Executive Summary: Spatial architectures provide energy-efficient computation, but require effective scheduling algorithms. Existing heuristic-based approaches offer low compiler/architect productivity, little optimality insight, and low architectural portability.
We develop a spatial-scheduling framework by utilizing constraint-solving theory, and find that architecture primitives and scheduler responsibilities can be related through five abstractions:
computation placement, data routing, event timing, resource utilization, and the optimization objective. We encode these responsibilities as 20 Integer Linear Programming constraints, and create schedulers for three architectures. Our results show a general declarative approach is implementable, practical, and can outperform specialized schedulers.
Background and Conventional Wisdom
Hardware specialization has emerged as an important way to sustain microprocessor performance improvements to address transistor energy efficiency challenges and general purpose processing’s inefficiencies. The fundamental insight of many specialization techniques is to “map” large regions of computation to the hardware, breaking away from instruction-by-instruction pipelined execution and instead adopting a spatial architecture paradigm.

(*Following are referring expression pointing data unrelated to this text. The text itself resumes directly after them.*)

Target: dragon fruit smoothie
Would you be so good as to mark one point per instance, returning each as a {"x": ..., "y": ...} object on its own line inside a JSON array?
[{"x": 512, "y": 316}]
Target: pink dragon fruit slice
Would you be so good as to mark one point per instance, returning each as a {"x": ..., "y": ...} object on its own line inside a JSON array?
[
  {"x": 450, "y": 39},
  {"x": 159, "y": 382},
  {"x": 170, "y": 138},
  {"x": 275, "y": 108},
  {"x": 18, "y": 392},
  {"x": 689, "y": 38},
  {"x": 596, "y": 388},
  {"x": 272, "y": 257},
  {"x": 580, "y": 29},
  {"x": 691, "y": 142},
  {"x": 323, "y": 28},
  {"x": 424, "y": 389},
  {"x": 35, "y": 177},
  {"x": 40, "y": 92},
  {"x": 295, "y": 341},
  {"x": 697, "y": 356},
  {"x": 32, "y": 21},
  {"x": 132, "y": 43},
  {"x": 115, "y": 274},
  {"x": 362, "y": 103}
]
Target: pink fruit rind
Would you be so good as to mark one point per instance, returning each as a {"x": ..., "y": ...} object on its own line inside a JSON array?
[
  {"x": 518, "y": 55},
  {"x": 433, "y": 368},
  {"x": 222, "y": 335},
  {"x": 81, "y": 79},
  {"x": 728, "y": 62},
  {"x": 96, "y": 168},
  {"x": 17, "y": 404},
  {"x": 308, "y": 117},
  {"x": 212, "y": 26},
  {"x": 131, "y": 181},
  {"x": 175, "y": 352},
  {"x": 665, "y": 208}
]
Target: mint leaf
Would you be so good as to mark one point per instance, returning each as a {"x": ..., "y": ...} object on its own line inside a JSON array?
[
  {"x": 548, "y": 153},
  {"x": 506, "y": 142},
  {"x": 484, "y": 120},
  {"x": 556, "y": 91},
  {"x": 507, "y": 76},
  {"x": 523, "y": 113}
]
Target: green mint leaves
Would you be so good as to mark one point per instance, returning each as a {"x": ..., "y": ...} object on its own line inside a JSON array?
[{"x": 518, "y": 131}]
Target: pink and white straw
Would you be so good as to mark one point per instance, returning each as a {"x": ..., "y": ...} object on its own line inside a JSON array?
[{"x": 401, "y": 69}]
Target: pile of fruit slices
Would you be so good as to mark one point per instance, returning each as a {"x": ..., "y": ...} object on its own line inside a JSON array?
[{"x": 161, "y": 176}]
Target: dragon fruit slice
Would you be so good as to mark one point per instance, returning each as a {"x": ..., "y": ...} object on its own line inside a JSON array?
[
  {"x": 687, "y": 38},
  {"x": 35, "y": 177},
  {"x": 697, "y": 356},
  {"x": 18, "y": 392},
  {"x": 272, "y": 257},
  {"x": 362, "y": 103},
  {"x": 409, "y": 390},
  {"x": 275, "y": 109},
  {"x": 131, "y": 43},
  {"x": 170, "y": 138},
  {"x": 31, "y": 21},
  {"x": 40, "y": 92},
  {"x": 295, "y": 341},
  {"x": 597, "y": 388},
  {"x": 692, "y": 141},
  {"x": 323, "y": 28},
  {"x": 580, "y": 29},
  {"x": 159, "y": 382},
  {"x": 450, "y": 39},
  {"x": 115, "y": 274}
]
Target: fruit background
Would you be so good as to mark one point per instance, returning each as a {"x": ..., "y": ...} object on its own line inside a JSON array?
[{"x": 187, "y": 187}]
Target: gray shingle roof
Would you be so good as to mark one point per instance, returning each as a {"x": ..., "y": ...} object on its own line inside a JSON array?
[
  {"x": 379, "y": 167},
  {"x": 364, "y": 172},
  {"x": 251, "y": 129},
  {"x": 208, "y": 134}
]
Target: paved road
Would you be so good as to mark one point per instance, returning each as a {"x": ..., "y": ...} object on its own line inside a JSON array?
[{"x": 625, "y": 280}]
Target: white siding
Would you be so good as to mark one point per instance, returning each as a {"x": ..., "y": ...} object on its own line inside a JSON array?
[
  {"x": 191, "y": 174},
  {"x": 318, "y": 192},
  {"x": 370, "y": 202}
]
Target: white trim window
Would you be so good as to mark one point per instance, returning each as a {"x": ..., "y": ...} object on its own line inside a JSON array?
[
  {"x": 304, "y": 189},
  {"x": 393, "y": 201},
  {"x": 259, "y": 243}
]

The focus of architecture-specific schedulers has typically been on developing polynomial-time algorithms that approximate the optimal solution using knowledge of the architecture.

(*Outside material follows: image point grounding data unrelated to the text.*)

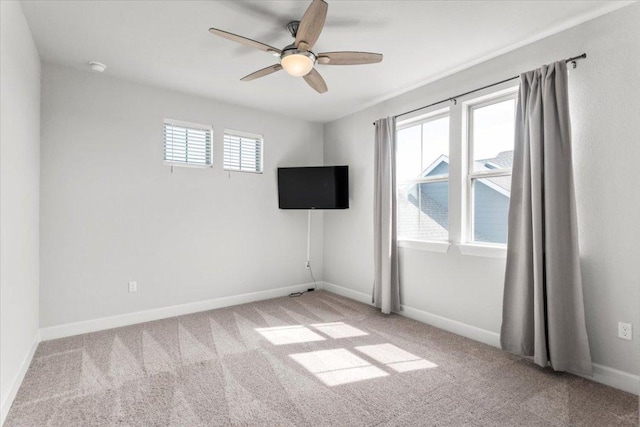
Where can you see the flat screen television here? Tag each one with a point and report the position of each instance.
(318, 187)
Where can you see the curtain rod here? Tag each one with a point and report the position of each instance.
(453, 98)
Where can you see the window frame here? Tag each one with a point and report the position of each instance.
(468, 244)
(419, 120)
(243, 134)
(189, 125)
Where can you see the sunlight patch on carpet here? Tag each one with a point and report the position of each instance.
(295, 334)
(339, 366)
(395, 358)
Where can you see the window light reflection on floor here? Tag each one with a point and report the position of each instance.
(281, 335)
(339, 330)
(396, 358)
(338, 366)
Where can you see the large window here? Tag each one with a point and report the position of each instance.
(186, 144)
(453, 174)
(242, 151)
(422, 177)
(490, 159)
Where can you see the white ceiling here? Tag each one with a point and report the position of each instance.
(166, 43)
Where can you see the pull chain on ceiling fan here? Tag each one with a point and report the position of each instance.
(298, 59)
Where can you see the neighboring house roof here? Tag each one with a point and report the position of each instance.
(414, 223)
(504, 159)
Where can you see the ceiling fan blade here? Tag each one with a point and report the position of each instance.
(245, 41)
(311, 24)
(261, 73)
(349, 58)
(315, 80)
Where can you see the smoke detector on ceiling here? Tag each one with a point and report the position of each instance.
(97, 66)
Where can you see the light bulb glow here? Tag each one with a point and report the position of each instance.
(298, 63)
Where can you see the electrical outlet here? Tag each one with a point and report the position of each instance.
(625, 331)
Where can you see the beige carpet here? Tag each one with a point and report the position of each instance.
(317, 360)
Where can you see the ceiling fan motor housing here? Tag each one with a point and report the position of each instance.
(292, 27)
(297, 62)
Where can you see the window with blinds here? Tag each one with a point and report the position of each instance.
(242, 151)
(187, 144)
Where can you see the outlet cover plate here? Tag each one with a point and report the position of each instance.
(133, 286)
(625, 331)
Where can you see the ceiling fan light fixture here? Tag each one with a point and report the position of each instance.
(297, 62)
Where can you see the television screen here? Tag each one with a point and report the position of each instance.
(320, 187)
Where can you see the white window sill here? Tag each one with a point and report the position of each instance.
(479, 249)
(420, 245)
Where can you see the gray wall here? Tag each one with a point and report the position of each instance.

While heuristic-based approaches are popular and effective, they have three problems:
- i) poor compiler developer/architect productivity since new algorithms, heuristics, and implementations are required for each architecture,
- ii) lack of insight on the optimality of solution,
- iii) sandboxing of heuristics to specific architectures. In short, the problem of spatial architecture scheduling has been solved numerous times since the early 1980s in ad-hoc ways targeted at one hardware architecture. There has not been a solution that effectively solves the problem in a general way.
We have developed an elegant, mathematically-based general formulation that works for any spatial architecture - as long as the hardware can be expressed as a graph. It provides a general solution to a problem previously solved numerous times in ad-hoc specialized ways that match or outperform the specialized approaches, despite its generality.
By unifying the experience of architecture-specific spatial schedulers, the principal of architectural generality, and the mathematical power of integer linear programming, we provide a constraint-centric formulation that provides high developer productivity, provable properties on results, and true architectural generality. It achieves architectural generality by first abstracting the scheduling problem in terms of five scheduling responsibilities, and then developing constraint-theory formulations of them. Specifically, these abstractions are: i) placement of computation on the hardware substrate, ii) routing of data on the substrate to reflect the computation semantics, iii) managing the timing of events in the hardware, iv) managing utilization to orchestrate concurrent usage of hardware resources, and v) forming optimization objectives to model performance goals.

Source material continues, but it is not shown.